Наконец я пришел в отчаяние и сказал:
— Почему же вы не поговорите с Германом, чтобы покончить с этим делом? — и насмешливо прибавил: — Вы, может быть, думаете, что я поговорю за вас?
На это он сказал очень громко:
— А вы бы поговорили?
И тут он в первый раз поднял голову и взглянул на меня с удивлением и недоверием. Он поднял голову так резко, что ошибиться было невозможно; я затронул струну. Я оценил открывшуюся мне возможность и едва мог ей поверить.

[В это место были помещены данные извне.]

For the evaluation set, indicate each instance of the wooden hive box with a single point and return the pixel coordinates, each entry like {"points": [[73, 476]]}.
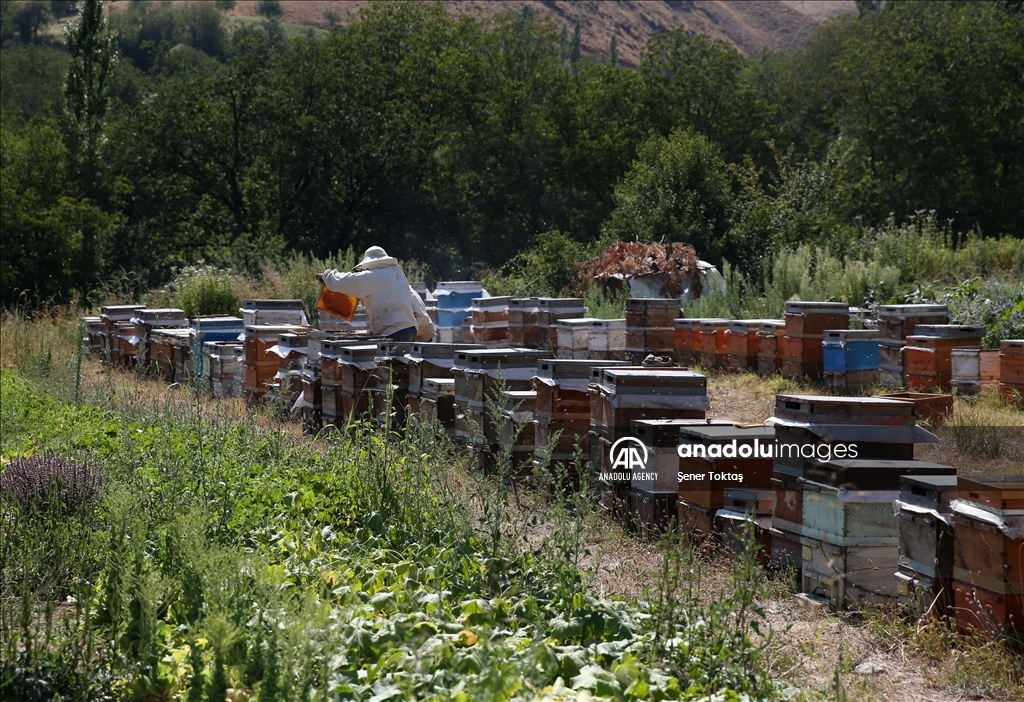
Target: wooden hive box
{"points": [[272, 312], [988, 554], [651, 512], [712, 458], [432, 360], [626, 394], [685, 339], [898, 321], [771, 344], [926, 542], [1012, 369], [930, 407], [550, 311], [607, 340], [563, 387], [714, 345], [573, 338], [437, 395], [741, 338], [522, 322], [643, 313], [974, 368], [870, 474], [828, 409]]}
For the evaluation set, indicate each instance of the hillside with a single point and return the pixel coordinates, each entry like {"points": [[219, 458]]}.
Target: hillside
{"points": [[780, 25]]}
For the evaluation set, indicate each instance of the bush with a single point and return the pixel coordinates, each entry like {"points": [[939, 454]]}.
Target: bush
{"points": [[204, 291]]}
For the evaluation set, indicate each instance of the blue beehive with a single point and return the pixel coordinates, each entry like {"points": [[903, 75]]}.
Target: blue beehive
{"points": [[851, 350], [213, 328], [457, 295]]}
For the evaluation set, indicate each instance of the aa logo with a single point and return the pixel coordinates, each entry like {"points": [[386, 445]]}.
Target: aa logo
{"points": [[629, 453]]}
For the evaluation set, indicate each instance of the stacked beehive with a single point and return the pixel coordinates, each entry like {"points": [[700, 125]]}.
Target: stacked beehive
{"points": [[928, 354], [291, 351], [771, 344], [489, 321], [805, 326], [741, 338], [437, 402], [621, 395], [112, 347], [988, 555], [455, 302], [1012, 369], [549, 312], [649, 327], [93, 333], [714, 345], [262, 364], [925, 570], [562, 410], [214, 328], [850, 358], [849, 534], [880, 428], [522, 322], [896, 322], [685, 340], [973, 369], [515, 434], [221, 362], [573, 338], [479, 375], [392, 380], [430, 360], [710, 459], [150, 351], [263, 321]]}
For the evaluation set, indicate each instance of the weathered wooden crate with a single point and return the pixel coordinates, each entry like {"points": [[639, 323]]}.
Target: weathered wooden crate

— Как… поговорить?.. Ну, конечно, — сказал я очень медленно, с величайшим вниманием следя за ним; я боялся, не шутка ли это. — Конечно, не с молодой особой... Вы знаете, я не умею говорить по-немецки. Но...
Он перебил меня и очень серьезно стал убеждать, что у Германа составилось обо мне самое хорошее мнение. Я сразу почувствовал необходимость повести дело дипломатически, поэтому я стал колебаться, чтобы развлечь его. Фальк выпрямился, зрачки его заметно расширились, так что радужная оболочка превратилась в узкое желтое колечко, но этим, видимо, и ограничивались все внешние признаки его волнения.
— О да! Герман прекрасного мнения...
— Возьмите карты. Шомберг подглядывает в щелку жалюзи, — сказал я.
Мы сделали вид, будто играем в ecarte. Наконец несносный сплетник удалился и, вероятно, сообщил в бильярдной, что мы играем как одержимые.
В карты мы не играли, но действительно вели игру, и я чувствовал, что козыри в моих руках. Ставкой, грубо говоря, был успех плавания — для меня; ему же, по моему мнению, терять было нечего. Наша близость быстро росла, и после нескольких реплик я понял, что превосходный Герман старался меня использовать. Этот простодушный и коварный тевтонец, кажется, говорил обо мне Фальку, как о сопернике. Я был молод, и такое двуличие меня возмутило.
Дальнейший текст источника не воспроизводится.